Analysis Pipeline¶

ca9 uses several analysis modules that feed into the verdict engine. Static imports, dependency relationships, coverage data, affected component extraction, API usage rules, OpenTelemetry traces, and exploit path tracing are all normalized into structured evidence.

Static Analysis — AST Scanner¶

Module: ca9.analysis.ast_scanner

The AST scanner performs static import tracing using Python's ast module.

Import collection¶

from ca9.analysis.ast_scanner import collect_imports_from_repo

imports: set[str] = collect_imports_from_repo(Path("."))
# {'flask', 'requests', 'jinja2', 'jinja2.sandbox', 'os', 'sys', ...}

Scans all .py files recursively, skipping common non-project directories (venvs, __pycache__, site-packages, etc.).

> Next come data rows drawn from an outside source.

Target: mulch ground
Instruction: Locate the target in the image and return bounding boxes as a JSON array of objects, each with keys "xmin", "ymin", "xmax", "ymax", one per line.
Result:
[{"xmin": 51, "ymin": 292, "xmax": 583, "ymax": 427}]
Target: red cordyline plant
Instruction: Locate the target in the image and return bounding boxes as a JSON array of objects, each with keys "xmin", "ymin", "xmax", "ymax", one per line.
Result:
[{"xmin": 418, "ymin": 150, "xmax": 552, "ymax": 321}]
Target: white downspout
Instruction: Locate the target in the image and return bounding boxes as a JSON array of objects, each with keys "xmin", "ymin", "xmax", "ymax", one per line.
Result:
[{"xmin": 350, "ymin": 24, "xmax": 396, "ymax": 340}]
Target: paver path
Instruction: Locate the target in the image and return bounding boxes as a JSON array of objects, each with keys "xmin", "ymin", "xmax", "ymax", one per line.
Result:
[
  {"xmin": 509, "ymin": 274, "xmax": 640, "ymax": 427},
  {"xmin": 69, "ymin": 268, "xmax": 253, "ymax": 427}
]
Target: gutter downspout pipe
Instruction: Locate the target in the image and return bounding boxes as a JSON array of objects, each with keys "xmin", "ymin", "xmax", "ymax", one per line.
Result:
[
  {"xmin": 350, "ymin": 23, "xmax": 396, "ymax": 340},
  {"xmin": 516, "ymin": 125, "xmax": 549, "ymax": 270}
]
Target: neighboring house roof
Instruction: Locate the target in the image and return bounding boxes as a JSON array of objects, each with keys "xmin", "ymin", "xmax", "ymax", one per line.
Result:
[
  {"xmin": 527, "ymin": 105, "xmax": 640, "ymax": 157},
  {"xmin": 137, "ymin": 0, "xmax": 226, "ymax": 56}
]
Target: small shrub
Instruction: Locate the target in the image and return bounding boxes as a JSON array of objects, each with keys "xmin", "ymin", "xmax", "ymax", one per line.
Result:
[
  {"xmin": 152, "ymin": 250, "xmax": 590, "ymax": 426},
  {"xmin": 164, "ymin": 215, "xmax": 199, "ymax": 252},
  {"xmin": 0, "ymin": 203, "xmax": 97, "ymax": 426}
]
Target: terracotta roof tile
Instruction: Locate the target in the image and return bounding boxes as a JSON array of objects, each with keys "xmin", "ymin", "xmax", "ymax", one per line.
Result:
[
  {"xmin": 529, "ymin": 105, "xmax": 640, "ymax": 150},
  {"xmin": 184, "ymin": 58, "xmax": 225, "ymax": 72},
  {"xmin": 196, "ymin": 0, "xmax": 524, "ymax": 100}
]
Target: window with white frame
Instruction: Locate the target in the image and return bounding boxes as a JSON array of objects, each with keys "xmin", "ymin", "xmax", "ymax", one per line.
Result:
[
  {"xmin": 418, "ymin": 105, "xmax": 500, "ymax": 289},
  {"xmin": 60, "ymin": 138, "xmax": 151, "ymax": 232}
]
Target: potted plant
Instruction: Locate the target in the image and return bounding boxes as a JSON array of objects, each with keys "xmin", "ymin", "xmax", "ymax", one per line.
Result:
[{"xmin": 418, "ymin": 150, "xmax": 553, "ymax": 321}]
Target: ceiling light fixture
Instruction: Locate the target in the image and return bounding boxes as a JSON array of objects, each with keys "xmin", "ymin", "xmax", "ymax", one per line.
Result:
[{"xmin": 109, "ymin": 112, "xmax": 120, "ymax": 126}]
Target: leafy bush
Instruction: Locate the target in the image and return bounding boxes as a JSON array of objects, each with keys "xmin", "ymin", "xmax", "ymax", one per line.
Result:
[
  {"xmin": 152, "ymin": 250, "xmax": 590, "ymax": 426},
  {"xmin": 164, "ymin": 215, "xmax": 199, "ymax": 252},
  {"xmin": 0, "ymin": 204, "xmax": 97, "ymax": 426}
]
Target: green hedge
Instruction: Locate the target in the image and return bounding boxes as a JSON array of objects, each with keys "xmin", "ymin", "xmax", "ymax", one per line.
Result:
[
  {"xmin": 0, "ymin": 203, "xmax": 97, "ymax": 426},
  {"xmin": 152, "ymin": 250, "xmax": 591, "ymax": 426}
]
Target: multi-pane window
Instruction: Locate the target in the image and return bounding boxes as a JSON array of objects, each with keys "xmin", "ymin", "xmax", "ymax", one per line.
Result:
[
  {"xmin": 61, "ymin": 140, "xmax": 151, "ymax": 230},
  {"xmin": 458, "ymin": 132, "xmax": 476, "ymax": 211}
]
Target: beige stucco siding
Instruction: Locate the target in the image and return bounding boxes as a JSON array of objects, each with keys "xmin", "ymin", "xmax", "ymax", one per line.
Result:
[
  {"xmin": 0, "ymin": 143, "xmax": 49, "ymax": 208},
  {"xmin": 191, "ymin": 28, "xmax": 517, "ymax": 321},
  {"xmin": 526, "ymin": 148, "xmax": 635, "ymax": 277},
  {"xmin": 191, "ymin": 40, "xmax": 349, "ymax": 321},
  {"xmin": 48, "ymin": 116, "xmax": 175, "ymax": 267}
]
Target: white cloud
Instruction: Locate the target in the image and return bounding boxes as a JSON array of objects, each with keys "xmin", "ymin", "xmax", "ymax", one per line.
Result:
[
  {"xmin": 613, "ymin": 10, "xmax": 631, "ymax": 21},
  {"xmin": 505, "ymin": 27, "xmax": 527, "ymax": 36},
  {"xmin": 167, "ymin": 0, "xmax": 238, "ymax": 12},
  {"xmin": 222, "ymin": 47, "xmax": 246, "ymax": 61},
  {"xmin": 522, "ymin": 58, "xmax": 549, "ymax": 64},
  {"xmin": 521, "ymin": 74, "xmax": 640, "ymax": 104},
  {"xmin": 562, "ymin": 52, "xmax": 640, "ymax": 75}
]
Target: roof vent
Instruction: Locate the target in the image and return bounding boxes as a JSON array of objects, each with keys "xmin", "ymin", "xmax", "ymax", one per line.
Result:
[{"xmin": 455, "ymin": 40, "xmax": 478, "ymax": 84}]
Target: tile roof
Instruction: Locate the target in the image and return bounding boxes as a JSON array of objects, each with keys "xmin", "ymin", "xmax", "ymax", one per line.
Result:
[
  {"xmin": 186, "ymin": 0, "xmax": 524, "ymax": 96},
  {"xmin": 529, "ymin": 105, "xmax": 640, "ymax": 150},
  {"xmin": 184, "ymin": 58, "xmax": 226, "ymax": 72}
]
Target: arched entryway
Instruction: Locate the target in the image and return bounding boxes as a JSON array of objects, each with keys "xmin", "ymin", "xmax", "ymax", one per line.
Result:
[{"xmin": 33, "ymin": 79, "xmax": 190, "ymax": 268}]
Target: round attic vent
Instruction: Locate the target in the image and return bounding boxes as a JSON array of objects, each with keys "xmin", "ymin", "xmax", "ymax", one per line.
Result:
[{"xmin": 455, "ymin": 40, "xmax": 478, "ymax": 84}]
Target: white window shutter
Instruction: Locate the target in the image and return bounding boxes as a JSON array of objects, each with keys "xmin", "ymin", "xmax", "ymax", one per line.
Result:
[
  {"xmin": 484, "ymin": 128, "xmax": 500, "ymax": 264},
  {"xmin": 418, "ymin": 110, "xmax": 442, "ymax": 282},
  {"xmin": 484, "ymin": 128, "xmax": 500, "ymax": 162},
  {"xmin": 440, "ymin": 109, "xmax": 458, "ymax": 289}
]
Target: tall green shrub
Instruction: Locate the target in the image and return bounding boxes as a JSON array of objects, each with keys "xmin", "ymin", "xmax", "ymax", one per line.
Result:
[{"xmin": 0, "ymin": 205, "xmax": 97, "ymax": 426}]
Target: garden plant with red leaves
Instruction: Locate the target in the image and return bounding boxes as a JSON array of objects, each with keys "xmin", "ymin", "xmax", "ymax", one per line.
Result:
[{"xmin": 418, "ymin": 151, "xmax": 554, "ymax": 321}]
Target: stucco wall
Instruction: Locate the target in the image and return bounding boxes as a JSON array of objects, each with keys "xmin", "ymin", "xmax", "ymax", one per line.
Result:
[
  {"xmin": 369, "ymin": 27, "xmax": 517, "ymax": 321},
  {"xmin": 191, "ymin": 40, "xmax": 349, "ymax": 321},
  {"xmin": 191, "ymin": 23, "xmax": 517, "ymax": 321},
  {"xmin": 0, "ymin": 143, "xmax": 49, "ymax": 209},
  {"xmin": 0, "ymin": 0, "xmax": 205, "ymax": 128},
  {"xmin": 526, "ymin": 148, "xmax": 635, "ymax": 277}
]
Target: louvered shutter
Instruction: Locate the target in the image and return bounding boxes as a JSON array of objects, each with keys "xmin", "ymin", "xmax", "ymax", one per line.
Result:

ca9 also records statically recoverable dynamic imports:

import importlib
from importlib import import_module

importlib.import_module("requests.sessions")
import_module("django.contrib.admin")
__import__("yaml")

Dynamic import expressions that depend on runtime variables are not treated as proof.

Package import checking¶

from ca9.analysis.ast_scanner import is_package_imported

is_package_imported("jinja2", imports)  # True
is_package_imported("django", imports)  # False

Handles PyPI-to-import name mismatches (e.g., beautifulsoup4 → bs4, pyyaml → yaml) via a built-in mapping of ~30 common packages.

Submodule import checking¶

from ca9.analysis.ast_scanner import is_submodule_imported

found, match = is_submodule_imported(["jinja2.sandbox"], imports)
# (True, "jinja2.sandbox")

Three matching rules:

Exact match — jinja2.sandbox matches jinja2.sandbox
Narrower — jinja2.sandbox.SandboxedEnvironment matches jinja2.sandbox
Broader — jinja2 matches jinja2.sandbox (conservative; the parent module is imported)

Transitive dependency resolution¶

from ca9.analysis.ast_scanner import resolve_transitive_deps

transitive: dict[str, str] = resolve_transitive_deps(imports)
# {'markupsafe': 'jinja2', 'werkzeug': 'flask', ...}

Maps transitive dependencies back to the root package that brings them in. Uses importlib.metadata to walk the dependency tree.

Dynamic Analysis — Coverage Reader¶

Module: ca9.analysis.coverage_reader

Reads coverage.json (from coverage json) and checks whether package code was executed.

Loading coverage¶

from ca9.analysis.coverage_reader import load_coverage, get_covered_files

data = load_coverage(Path("coverage.json"))
covered: dict[str, list[int]] = get_covered_files(data)
# {'/path/to/site-packages/flask/app.py': [1, 2, 5, 10, ...], ...}

Package execution check¶

from ca9.analysis.coverage_reader import is_package_executed

executed, files = is_package_executed("flask", covered)
# (True, ['/path/to/site-packages/flask/app.py', ...])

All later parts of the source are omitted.